When a person suffers from dementia there's always a possibility that she or he will wander away from home or a care facility, an event that can have grave consequences. In a recent study of Midwestern long-term care facilities (nursing homes and assisted living facilities), researchers sought to discover whether relationships exist between the personality and behavior of patients before they develop dementia and their risk of wandering.
A random cluster sample of 108 nursing home residents and family member dyads was selected from a larger study being conducted at 28 sites. The strongest predictors of wandering were a higher degree of dementia and older age, which both significantly predicted less wandering behavior. After controlling for both age and degree of dementia, however, two premorbid characteristics, lower extroversion scores on an assessment of "past personality traits" and "negative verbalization" in response to stress, significantly predicted greater wandering behavior.
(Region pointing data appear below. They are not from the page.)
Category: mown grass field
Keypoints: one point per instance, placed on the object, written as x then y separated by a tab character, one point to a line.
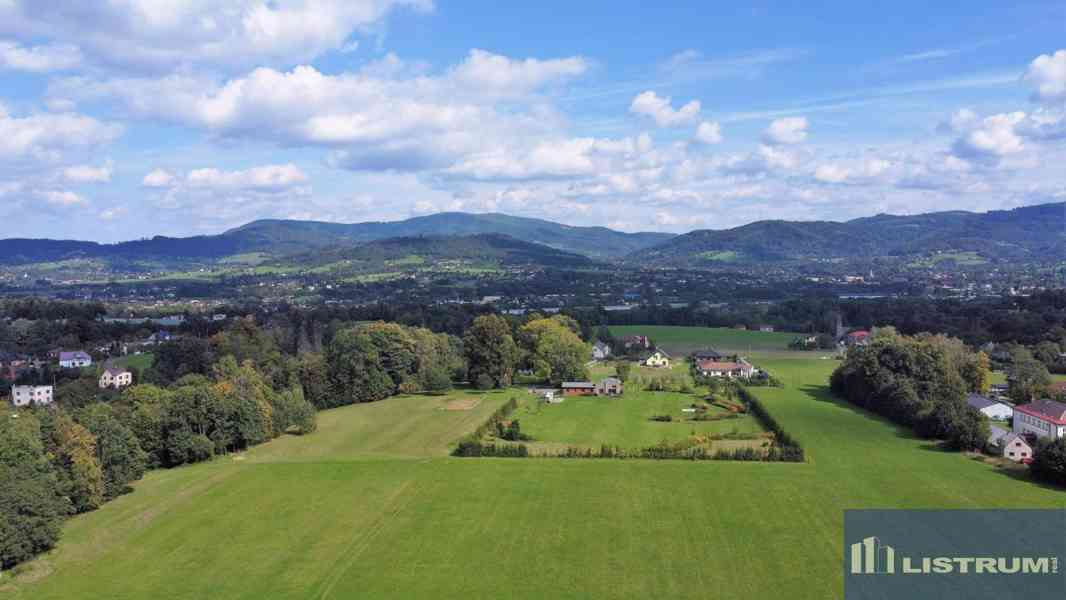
624	421
681	341
370	506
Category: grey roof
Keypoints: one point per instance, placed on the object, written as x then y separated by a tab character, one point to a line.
997	434
980	402
74	355
578	385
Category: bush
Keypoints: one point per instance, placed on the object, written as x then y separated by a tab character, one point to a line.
1049	461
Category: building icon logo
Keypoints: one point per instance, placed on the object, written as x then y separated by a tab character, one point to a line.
870	556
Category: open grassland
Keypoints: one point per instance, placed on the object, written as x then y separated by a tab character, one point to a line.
369	506
624	421
680	341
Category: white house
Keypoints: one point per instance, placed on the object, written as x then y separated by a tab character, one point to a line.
600	351
1015	448
37	395
990	408
75	359
1044	418
658	359
115	378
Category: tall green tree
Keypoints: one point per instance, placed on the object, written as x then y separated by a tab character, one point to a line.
490	351
32	504
117	449
356	373
1027	376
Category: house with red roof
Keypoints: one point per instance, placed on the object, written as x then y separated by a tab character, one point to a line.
859	338
1043	418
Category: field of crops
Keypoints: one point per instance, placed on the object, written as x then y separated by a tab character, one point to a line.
371	506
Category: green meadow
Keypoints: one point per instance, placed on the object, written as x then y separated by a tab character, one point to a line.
624	421
680	341
372	506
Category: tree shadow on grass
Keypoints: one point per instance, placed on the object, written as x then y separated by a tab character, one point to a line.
1024	476
822	393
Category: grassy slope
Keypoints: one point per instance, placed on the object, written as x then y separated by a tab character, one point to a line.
358	509
680	341
590	421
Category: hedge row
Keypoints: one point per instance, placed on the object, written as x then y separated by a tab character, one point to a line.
787	446
472	444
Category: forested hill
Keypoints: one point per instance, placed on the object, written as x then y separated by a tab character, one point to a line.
486	249
279	238
1030	232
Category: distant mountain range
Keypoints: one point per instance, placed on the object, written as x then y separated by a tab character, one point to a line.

Although many people deal with stress by talking to others or keeping busy, dementia patients who had less extroverted personalities before they developed dementia may not opt for either. Rather, they may look for a private, secure place where they can be alone and to relieve stress in other ways. Finding such a place, however, may be difficult for them, given their current cognitive state, which could lead to wandering.
These results lend support to the view that wandering in persons with dementia can be an adaptive behavior reflecting premorbid personality traits and lifelong patterns of coping with stress. The findings of this study may help caregivers to plan and provide more effective individualized care for each person.
Song J-A, Algase D. Arch Psychiatr Nurs 2008;22(6):318–27.